Re: CD PROPOSAL: INCLUSION - Interim Decision 8/23
In an offline vote to MODIFY this content decision, Kent Landfield
># 4) At least 2 non-MITRE members from different organizations vote on
># the candidate, preferably 3. If there are more than 5 active voters,
># then 75% of active voters will be preferred.
>I'd require 3 votes from different organizations outside of MITRE.

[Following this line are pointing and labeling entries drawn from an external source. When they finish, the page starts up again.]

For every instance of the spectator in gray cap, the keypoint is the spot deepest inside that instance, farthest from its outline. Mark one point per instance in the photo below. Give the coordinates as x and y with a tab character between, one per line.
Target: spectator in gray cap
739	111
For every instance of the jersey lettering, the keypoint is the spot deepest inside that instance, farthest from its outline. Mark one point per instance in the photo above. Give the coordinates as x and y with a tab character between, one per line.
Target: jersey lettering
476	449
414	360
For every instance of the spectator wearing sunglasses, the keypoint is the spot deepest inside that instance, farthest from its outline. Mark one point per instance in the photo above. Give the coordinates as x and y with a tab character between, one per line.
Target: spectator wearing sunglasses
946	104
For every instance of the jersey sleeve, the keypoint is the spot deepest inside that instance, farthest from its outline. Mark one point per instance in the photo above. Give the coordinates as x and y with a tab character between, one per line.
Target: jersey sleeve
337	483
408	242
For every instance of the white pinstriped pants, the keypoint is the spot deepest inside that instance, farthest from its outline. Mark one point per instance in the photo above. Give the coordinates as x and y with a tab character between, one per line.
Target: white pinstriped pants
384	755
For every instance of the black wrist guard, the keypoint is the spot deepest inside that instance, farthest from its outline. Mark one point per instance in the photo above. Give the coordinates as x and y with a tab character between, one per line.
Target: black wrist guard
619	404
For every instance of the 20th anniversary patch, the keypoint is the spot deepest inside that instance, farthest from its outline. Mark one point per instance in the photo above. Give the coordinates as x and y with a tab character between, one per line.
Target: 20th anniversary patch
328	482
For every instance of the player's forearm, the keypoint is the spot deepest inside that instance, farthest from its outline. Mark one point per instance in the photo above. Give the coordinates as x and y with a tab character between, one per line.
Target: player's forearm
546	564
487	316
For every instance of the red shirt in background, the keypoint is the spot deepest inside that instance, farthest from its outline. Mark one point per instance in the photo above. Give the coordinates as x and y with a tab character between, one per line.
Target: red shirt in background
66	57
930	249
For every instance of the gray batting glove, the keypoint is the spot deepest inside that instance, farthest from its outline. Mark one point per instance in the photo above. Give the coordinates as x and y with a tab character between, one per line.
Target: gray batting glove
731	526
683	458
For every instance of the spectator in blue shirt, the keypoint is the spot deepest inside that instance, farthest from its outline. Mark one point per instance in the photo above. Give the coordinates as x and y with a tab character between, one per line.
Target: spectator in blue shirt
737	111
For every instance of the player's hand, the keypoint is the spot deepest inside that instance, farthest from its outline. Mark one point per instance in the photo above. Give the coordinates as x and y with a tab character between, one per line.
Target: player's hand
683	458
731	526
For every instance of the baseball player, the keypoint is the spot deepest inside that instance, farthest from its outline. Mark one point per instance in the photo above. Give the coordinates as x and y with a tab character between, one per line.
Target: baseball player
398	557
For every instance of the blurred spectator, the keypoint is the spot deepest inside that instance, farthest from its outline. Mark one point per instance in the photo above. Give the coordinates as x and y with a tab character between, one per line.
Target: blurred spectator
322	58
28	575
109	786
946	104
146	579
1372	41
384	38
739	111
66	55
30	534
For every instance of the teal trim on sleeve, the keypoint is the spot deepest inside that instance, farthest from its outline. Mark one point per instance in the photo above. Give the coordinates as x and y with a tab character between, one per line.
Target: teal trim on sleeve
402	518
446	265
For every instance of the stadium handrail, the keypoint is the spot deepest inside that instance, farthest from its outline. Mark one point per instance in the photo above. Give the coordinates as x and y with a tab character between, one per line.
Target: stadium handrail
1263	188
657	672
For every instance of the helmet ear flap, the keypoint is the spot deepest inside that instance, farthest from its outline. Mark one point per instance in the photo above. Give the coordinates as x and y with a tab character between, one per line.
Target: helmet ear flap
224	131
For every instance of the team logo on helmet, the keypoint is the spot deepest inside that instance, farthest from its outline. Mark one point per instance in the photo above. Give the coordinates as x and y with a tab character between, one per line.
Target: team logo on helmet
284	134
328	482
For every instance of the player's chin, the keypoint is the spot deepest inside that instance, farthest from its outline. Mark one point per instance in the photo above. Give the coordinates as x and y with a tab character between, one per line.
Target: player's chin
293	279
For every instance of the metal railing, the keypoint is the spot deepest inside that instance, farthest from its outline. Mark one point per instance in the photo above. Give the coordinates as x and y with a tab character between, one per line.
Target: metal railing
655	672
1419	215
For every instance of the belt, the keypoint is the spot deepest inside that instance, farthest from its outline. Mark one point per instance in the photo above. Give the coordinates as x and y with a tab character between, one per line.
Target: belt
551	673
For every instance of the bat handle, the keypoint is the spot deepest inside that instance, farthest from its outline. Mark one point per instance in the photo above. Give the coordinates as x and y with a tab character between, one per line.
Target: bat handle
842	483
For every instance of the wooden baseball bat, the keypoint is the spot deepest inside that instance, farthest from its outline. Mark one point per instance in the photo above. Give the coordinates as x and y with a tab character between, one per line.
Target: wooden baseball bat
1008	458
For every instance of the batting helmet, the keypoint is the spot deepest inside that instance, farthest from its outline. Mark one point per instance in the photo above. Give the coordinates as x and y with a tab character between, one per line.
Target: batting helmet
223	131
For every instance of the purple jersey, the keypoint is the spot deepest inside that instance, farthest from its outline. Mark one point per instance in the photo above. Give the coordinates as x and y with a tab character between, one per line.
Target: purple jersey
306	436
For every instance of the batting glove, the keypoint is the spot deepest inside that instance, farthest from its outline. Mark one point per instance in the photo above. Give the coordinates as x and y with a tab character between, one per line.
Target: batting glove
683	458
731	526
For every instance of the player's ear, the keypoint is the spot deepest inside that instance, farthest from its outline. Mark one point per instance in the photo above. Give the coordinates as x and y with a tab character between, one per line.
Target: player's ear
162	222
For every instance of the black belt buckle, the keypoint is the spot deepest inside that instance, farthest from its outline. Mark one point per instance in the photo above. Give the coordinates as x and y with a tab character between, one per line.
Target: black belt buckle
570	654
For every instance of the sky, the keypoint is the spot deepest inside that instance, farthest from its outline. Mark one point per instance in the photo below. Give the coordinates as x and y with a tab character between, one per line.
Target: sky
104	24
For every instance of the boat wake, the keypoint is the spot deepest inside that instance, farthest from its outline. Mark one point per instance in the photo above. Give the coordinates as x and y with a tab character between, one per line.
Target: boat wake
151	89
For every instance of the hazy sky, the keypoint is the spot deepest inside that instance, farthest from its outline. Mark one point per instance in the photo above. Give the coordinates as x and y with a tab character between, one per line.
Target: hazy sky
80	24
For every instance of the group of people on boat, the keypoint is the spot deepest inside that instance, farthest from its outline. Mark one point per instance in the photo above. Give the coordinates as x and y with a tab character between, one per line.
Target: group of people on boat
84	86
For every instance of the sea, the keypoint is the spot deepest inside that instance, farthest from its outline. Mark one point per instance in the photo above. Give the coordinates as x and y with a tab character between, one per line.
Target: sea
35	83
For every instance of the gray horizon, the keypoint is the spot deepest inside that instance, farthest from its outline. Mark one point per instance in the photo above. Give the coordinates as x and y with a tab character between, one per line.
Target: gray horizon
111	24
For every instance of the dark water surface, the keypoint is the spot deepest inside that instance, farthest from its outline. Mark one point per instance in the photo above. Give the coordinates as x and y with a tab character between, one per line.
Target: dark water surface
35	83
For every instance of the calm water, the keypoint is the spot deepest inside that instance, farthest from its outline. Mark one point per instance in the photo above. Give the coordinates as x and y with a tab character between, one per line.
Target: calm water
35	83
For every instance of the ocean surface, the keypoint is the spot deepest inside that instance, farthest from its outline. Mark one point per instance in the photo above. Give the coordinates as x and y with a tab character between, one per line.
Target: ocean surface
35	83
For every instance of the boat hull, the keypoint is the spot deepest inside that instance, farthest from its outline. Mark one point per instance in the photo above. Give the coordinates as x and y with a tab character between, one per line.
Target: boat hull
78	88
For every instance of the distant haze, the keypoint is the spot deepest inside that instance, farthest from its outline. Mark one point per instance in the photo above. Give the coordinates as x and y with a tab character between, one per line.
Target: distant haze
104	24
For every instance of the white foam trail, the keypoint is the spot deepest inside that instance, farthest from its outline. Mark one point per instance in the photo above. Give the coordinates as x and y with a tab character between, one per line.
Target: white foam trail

So far, I haven't accepted any candidates without at least 3 non-MITRE
votes. This is a reasonable approach in theory, but we do face a
problem in practice, namely that there are only 3 or 4 individuals who
vote on any one issue, and even that normally takes a month or more to
accomplish. For example, I am very much feeling the fact that Adam
Shostack isn't able to participate actively this month, since he's a
very active voter :)
An additional challenge is that some voters will not vote on
vulnerabilities that they do not know intimately. Of course this is a
rational approach, but it prevents NT experts from voting on Unix
vulnerabilities and vice versa, which further limits the number of
possible voters on any one candidate.
We have to deal with the pure volume of older vulnerabilities that
will need to be added to the CVE. Specifically, we have (roughly)
1500-2000 vulnerabilities that will need to be "back-filled" into the
CVE. Many of the candidates that have been proposed so far are the
"easy" ones, in that they're associated with advisories from trusted
sources (from a CERT or the vendor or a respected vulnerability team);
generally, the only changes that need to be made from the original
proposal is to add a reference or change the wording of the
description. Some of these "easy" ones haven't been voted on by more
than one person, despite the fact that they've been proposed for a
month or more; many are also tested for by a number of security tools.
Of course, there have been other issues such as all the high-level
debates, and the fact that everyone has other work to do :)
I required only "2 votes" here because I wanted to allow for a
streamlined process of approving these older vulnerabilities,
especially the well-understood and prevalent ones. On the other hand,
with new vulnerability information, there's a greater burden on
validation (a topic in the EX-VALIDATE content decision), so it makes
sense to require at least 3 votes in that situation.
How about this modification:
- If at least 3 non-MITRE members vote, then the vulnerability may be
- If only 2 non-MITRE members vote, and the vulnerability predates the
initial public release of the CVE, and at least 2 well-known security
tools claim to check/test for the vulnerability, and at least one of
those tools is NOT associated with one of the voters, then the
vulnerability may be included.
[In other words: a well-known tool whose company didn't vote for an
old vulnerability, can be counted as a vote.]